That's a great list of personal reasons, but business can come first for the
same reasons. My last big deployment was to half a million set top boxes. In
the end, I had to do it at night, but I had oh so many reasons for doing it
during the day:

* What if a percentage of the boxes bricked halfway through the deployment? A statistical insignificance in the lab doesn't help me help 15k people with bricks on their TV's. When they start playing with the boxes, I'm going to have to roll trucks and that's expensive. Instead man up the call center during a time where we don't have to pay shift diff.

* From an end-user standpoint, there's a different set of eyes on the products at different times of day. Think about it this way, if you sell porn, how much are you selling at 2AM vs. 9AM do you think? They're not going to call and complain about their porno not working, but it doesn't mean there's not a huge level of dissatisfaction. There's a lot of general economics and trade offs involved.

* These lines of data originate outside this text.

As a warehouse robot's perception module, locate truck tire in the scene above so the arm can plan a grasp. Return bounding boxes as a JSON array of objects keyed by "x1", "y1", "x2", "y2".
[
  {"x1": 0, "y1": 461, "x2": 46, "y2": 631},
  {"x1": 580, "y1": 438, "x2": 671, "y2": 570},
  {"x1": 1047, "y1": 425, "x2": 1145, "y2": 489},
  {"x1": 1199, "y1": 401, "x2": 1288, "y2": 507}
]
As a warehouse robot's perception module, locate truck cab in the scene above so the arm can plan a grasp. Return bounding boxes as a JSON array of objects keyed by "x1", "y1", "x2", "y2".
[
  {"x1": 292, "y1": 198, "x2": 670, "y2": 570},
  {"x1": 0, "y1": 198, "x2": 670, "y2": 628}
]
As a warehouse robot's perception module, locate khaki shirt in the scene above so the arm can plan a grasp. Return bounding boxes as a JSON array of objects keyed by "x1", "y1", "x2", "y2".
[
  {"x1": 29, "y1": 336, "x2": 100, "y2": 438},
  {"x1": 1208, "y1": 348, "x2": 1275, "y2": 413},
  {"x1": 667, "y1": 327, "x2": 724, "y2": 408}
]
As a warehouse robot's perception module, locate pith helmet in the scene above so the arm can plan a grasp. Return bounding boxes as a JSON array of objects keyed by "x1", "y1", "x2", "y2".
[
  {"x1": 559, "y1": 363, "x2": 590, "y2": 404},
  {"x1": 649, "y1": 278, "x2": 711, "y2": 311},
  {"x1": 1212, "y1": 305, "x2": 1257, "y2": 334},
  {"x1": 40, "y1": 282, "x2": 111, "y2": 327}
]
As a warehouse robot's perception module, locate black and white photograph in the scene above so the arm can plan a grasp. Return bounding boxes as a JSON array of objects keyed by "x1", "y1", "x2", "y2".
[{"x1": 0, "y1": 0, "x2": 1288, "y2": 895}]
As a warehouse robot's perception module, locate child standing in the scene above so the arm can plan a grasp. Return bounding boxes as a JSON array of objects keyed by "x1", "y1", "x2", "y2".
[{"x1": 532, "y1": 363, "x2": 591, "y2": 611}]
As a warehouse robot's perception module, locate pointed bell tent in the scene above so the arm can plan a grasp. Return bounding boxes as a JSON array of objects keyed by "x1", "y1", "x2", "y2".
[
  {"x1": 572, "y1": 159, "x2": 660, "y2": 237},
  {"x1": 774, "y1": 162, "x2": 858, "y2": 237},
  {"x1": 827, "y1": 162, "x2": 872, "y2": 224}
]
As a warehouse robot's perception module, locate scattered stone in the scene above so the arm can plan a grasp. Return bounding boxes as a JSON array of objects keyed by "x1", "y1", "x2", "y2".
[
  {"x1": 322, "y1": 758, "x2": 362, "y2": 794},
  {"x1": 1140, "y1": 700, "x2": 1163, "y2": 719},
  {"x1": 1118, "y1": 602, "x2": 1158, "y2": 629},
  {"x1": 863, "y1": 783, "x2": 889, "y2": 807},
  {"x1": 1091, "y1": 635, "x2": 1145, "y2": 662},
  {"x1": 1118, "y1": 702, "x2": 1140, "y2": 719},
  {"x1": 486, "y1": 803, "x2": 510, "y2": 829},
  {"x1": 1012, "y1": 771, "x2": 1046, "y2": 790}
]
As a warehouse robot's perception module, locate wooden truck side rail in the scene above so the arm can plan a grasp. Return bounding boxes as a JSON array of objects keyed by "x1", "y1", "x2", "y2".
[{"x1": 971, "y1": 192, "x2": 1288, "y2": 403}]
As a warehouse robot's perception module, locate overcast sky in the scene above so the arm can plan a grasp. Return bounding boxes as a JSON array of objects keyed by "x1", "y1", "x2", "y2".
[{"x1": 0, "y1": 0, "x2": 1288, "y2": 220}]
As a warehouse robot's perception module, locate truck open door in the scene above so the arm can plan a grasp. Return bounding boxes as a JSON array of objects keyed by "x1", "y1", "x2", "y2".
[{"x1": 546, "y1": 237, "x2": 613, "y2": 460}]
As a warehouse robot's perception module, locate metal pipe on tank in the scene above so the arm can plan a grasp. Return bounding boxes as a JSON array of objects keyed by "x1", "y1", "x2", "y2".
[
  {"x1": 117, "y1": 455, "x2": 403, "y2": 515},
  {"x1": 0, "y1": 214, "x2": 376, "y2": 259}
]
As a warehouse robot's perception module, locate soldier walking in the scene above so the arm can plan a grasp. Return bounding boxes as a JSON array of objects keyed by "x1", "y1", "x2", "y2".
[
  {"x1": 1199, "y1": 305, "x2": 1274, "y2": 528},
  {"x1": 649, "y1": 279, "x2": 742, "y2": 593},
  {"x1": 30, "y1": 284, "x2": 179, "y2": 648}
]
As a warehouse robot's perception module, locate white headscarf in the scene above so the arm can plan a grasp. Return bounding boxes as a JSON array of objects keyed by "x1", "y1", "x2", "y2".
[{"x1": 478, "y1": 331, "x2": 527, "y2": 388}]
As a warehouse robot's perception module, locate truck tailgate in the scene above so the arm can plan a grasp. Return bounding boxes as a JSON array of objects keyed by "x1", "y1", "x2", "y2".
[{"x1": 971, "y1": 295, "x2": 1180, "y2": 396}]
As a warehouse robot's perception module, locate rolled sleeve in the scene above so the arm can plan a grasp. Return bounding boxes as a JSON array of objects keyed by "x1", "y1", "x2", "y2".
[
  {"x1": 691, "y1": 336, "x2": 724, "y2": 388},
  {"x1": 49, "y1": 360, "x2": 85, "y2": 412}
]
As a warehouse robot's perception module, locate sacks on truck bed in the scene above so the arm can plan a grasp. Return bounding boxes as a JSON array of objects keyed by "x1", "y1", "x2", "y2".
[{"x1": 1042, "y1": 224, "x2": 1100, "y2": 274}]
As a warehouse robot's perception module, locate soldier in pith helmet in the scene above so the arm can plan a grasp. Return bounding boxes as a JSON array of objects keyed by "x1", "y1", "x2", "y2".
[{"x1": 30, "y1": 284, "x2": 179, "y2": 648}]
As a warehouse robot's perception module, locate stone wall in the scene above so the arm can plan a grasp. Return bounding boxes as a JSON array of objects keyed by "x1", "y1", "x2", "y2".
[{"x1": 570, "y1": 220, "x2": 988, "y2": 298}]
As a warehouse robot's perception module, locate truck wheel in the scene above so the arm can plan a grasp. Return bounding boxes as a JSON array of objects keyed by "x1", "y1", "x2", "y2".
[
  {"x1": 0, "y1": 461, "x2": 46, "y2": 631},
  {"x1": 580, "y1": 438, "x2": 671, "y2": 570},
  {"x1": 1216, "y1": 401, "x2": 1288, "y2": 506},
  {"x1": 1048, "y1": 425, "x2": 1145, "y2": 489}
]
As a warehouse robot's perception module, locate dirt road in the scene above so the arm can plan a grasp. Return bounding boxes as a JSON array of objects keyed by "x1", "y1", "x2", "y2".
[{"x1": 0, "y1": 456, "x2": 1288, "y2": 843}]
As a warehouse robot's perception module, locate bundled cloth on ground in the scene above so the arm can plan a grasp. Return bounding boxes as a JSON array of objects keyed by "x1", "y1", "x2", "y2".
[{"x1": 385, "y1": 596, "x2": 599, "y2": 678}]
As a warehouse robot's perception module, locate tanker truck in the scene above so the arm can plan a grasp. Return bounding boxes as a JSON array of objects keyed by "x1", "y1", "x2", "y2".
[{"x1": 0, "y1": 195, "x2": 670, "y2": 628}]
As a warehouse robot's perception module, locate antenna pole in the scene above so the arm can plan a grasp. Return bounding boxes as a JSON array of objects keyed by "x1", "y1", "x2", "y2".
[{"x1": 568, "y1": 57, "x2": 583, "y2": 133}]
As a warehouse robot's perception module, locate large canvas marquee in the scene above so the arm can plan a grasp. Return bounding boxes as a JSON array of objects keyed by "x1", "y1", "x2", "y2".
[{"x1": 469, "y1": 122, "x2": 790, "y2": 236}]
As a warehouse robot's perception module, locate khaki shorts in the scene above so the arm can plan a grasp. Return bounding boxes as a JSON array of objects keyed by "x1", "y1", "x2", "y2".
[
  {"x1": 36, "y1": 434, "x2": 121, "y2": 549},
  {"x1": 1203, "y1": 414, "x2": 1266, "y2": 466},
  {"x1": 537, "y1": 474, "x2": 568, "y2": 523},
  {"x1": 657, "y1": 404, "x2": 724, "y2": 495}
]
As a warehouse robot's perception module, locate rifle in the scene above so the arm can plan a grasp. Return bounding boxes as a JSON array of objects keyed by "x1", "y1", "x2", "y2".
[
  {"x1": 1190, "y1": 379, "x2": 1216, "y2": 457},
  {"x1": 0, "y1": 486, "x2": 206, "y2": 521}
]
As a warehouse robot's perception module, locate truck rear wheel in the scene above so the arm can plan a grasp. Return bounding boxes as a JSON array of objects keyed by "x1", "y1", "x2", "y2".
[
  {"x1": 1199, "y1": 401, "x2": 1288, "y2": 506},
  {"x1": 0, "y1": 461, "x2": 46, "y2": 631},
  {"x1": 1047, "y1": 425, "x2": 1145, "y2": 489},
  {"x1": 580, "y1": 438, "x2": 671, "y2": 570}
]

* Top notch help has the luxury of sleeping at this hour because they've probably earned the tenure. I'm not going to get the vendor of a vendor to help me with this stuff at 3am, and _they're_ definitely not going to be fresh and chipper, and getting anyone beyond support on the phone takes hours -- by that time, they're awake anyway.

Change the above as you see fit to adapt to your type of work, it's all the
same.

------
twymer
I think it really depends on the market too. If you're deploying something
that businesses use every day, taking it down during business hours is a bit
of a problem. If it's something I pay for and use personally, I would probably
prefer it be down while I'm at work and not 5 minutes after I get home.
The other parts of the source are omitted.